From the San Diego Tribune, Dan Eaton provides a great summary of what we know and don’t know about independent contractors and offers his recommendations on how to resolve some of the unknowns. Dan writes:
Here’s some of what we know and what we know we don’t know.
- Most online jobs platforms treat those who offer their labor on the platforms as independent contractors. Independent contractors are not entitled to minimum wages, overtime, meal and rest breaks, reimbursement of expenses, workers’ compensation, unemployment benefits, or a range of other benefits provided to employees.
- Independent contractors are free of the burdens of employment. For example, there are no legal restrictions on independent contractors performing services through competing platforms, though such restrictions may be imposed by contract.
- California law presumes that a person providing services for pay is an employee unless the hiring entity proves the worker is an independent contractor. In other words, classification as an employee is the rule; classification as an independent contractor is the exception.
- There are no uniform legal definitions of “employee” and “independent contractor,” and those definitions that exist are mostly unilluminating. The core definition of “employee” in the workers’ compensation law is “every person in the service of an employer. . . ” But defining an “employee” as someone who provides services to an “employer” comes close to defining the word in terms of itself.
- The definition of “independent contractor” is little better, defining the term as “any person who renders service for a specified recompense for a specified result, under the control of his principal as to the result of his work only and not as to the means by which such result is accomplished.” But that definition does not say how much control the principal may exercise without transforming the worker into an employee.
- In place of uniform definitions, courts and regulators have adopted multi-part tests to distinguish one from the other. There is, however, no single set of criteria the law applies in all areas of the law, though criteria overlap.

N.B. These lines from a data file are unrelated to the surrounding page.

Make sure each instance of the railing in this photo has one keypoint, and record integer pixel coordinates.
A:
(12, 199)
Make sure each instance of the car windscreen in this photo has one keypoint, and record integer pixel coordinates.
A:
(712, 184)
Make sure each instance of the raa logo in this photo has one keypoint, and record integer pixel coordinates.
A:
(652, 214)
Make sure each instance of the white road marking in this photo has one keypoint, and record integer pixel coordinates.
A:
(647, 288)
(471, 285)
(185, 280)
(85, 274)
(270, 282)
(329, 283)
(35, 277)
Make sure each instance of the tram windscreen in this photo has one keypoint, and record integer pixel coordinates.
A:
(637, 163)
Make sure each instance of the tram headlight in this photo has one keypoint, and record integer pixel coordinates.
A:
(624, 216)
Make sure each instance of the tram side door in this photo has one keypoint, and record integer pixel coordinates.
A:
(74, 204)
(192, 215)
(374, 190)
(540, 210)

Parts of these tests are malleable, making it hard to predict the outcome from one case to the other.
- The degree of control exercised over the worker as to the manner and means of accomplishing the work is important in all areas of the law of the workplace; it is the most important criterion in the areas of wages and hours and tax law. The less control exercised over how the worker accomplishes the task, the more likely the worker will be found to be an independent contractor. Another key factor is whether the task is integral to the hiring entity’s business.
- A 2015 ruling by the California labor commissioner found that an Uber driver seeking reimbursement of expenses was an employee. The conclusion rested largely on a finding that, without drivers, there would be no Uber. Because driving is integral to Uber’s business and because driving requires little skill, it did not matter, said the hearing officer, that Uber exercised little control over the driver. For all the attention the ruling got at the time, it resulted in no binding precedent because the parties settled before the Court of Appeal could hear the matter.
- The legal status of workers who earn income through online jobs platforms is uncertain. Resolving whether these workers are employees, independent contractors, or should be labeled something else entirely will resolve a host of other legal questions.
- It is unknown how the business of these online platforms should be defined for purposes of the law of work. There is a strong argument that Uber and Lyft are less in the business of transporting passengers than in the business of enabling passengers to connect with drivers. The more kinds of industries these online platforms touch, the harder it will be to say that the platforms are in the business of providing services the platforms facilitate. The law could recognize an identifiably distinct online jobs platform industry, an industry whose companies employ thousands of employees of their own, but which offer independent contracting opportunities to tens of thousands more.
- If new law is required, it is unclear whether it should come from the state or federal government, and whether any such new rules should be developed mainly by legislation, regulation, or litigation.